When tigers attack: the ludic fallacy
The other week I asked a simple question aimed to highlight the ludic fallacy:
Assume that a coin is fair, i.e., has an equal probability of coming up heads or tails when flipped. I flip it ninety-nine times and get heads each time. What are the odds of my getting tails on my next throw?
I’d copied this word-for-word from the Wikipedia page about the ludic fallacy.
Most people who responded did so in a very sensible and rational manner by stating that the probability of tails on the next throw was 50%. Nothing wrong with that and as anyone with a smattering of knowledge about probability will tell you, it’s the correct answer. To those of you who suggested 50% I congratulate you. You were quite correct. That I disagree is in no way a put-down or an attempt to show off. I was being unfair. I asked a sensible, rational question and you gave me a sensible, rational answer.
So why did I disagree with the correct answer? Well, if we’d been sitting at a table and I threw 99 heads in a row I defy anyone with an ounce of common-sense to bet on tails (unless the returns were significantly greater than the original investment). In fact, by the tenth toss I’d expect you to be watching my hands very closely and ask some serious questions. If you still believed that the odds were even by the twentieth toss, then I’d be seriously questioning whether you were allowed unaccompanied. But that wouldn’t happen. You’d quickly call me out as a fraud and change your position on the odds of tails.
Which begs the question, why would one answer differently in two different scenarios? The ludic fallacy seems to be the answer. A definition from Wikipedia:
The ludic fallacy, identified by Nassim Nicholas Taleb […] is “the misuse of games to model real-life situations". Taleb explains the fallacy as "basing studies of chance on the narrow world of games and dice".
I think Taleb is marvellous. I’m told by acquaintances that his books are well read and understood in The City. Yet in consulting and research he often remains something of a mystery. Which is a terrible shame given the frequency with which researchers, analysts and consultants (and thus their clients) fall victim to some of the well-known fallacies he introduces. I include my old self here. Perhaps my new (post-Taleb) self falls for them less often? Maybe.
Taleb explains the ludic fallacy through two (reoccurring) characters; Dr. John (a man of science and logical thinking) and Fat Tony (a man who lives by his wits). Dr. John is fooled by the coin tossing, Fat Tony certainly isn’t. You can read his books if you want to know more.

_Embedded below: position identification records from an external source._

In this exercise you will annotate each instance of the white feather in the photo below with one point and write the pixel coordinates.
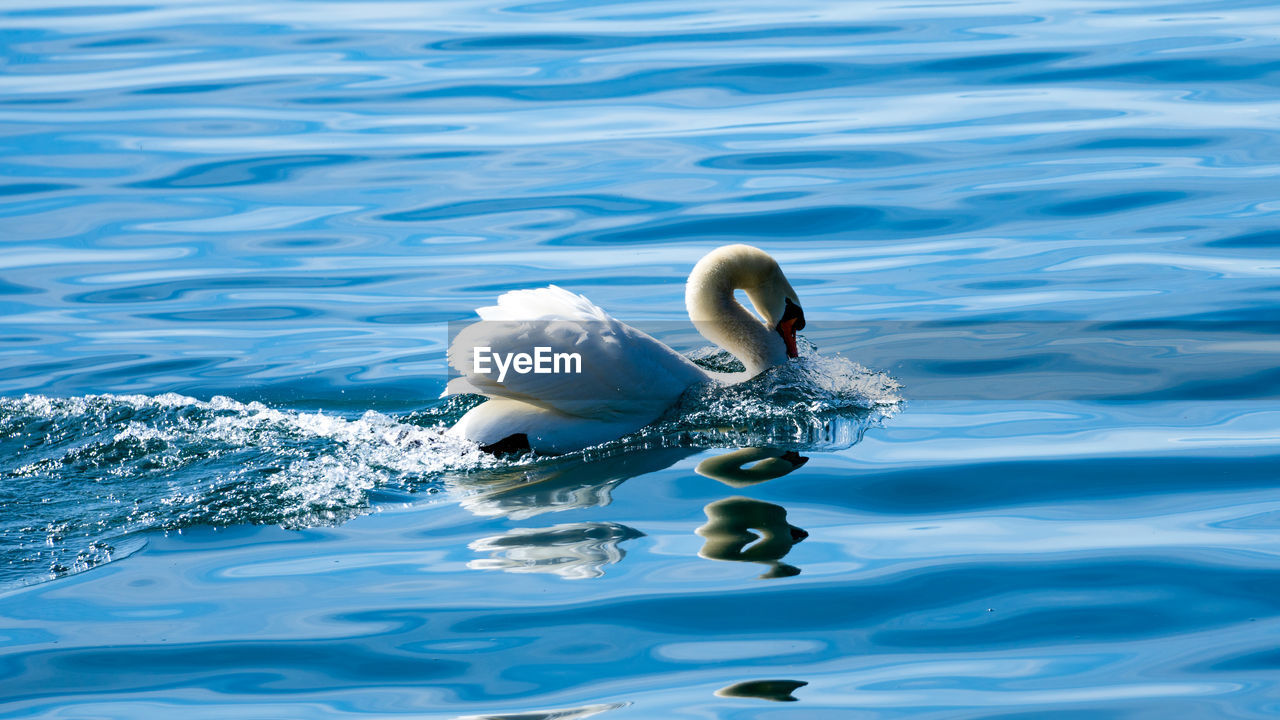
(627, 378)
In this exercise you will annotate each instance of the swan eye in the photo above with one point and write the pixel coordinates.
(792, 313)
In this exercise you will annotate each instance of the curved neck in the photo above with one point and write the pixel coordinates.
(723, 320)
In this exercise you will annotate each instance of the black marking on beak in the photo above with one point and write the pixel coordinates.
(792, 320)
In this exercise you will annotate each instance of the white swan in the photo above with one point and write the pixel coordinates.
(626, 379)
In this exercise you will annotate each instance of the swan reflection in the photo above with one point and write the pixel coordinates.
(728, 532)
(574, 551)
(563, 714)
(737, 528)
(566, 483)
(776, 691)
(732, 468)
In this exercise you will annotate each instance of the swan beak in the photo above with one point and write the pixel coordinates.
(792, 320)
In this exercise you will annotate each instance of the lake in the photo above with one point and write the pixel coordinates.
(1025, 465)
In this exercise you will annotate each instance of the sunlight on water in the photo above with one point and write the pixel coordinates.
(1028, 472)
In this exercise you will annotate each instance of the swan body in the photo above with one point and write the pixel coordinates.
(626, 378)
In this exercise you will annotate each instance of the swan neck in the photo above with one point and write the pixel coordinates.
(723, 320)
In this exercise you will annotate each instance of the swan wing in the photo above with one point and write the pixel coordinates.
(621, 373)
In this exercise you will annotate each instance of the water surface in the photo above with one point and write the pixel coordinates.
(234, 236)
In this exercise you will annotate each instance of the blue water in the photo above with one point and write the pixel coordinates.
(1027, 468)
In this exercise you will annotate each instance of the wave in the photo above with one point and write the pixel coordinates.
(109, 466)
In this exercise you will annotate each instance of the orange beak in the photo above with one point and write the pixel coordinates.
(792, 320)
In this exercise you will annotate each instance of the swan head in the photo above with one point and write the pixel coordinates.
(755, 272)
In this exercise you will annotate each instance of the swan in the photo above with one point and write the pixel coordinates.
(624, 378)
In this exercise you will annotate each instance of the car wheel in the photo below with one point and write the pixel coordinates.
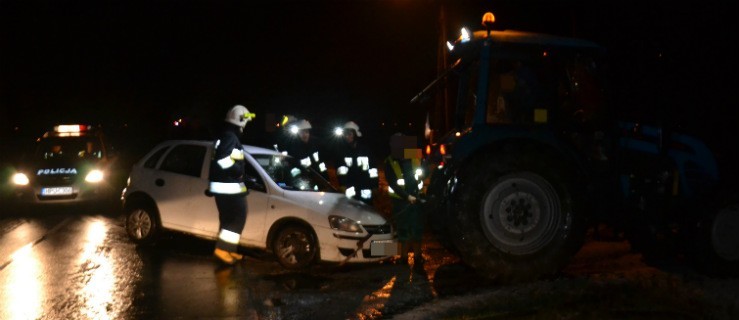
(142, 224)
(295, 247)
(515, 218)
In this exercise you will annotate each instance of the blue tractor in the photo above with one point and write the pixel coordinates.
(536, 158)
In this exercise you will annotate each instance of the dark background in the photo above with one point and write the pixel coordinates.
(135, 67)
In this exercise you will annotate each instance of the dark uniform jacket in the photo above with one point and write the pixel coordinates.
(227, 165)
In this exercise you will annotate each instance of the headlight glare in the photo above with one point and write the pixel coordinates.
(344, 224)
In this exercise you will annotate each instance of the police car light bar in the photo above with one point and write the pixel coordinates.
(70, 128)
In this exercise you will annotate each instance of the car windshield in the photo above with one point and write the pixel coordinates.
(83, 147)
(287, 173)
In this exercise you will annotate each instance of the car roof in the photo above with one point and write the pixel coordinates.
(248, 148)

What I find interesting is that the ludic fallacy appears to be a special case of a wider problem. That of platonicity:
The focus on those pure, well-defined, and easily discernible objects like triangles, or more social notions like friendship or love, at the cost of ignoring those objects of seemingly messier and less tractable structures.
Data analysts are particularly prone to this but it’s a problem that is near-universal. Allow me to highlight with another of Taleb’s real-life examples:
A team of clever statisticians were tasked with assessing the financial risks to the Las Vegas gambling industry. Being composed of people like Dr. John they carefully calculated the risks inherent in the different games of chance and concluded that all was well. Yet by far the biggest financial disaster to hit the casino industry was caused by the mauling of an entertainer by a ‘tamed’ tiger in the city’s most popular show (and a drawcard for the casino industry). Of course, none of the statisticians considered this. It was outside of their platonic world of probability theory.
As I’ve become older, grumpier and a lot more sceptical I see this sort of thing everywhere (accompanied by another fallacy, that of trusting men in smart suits in senior roles).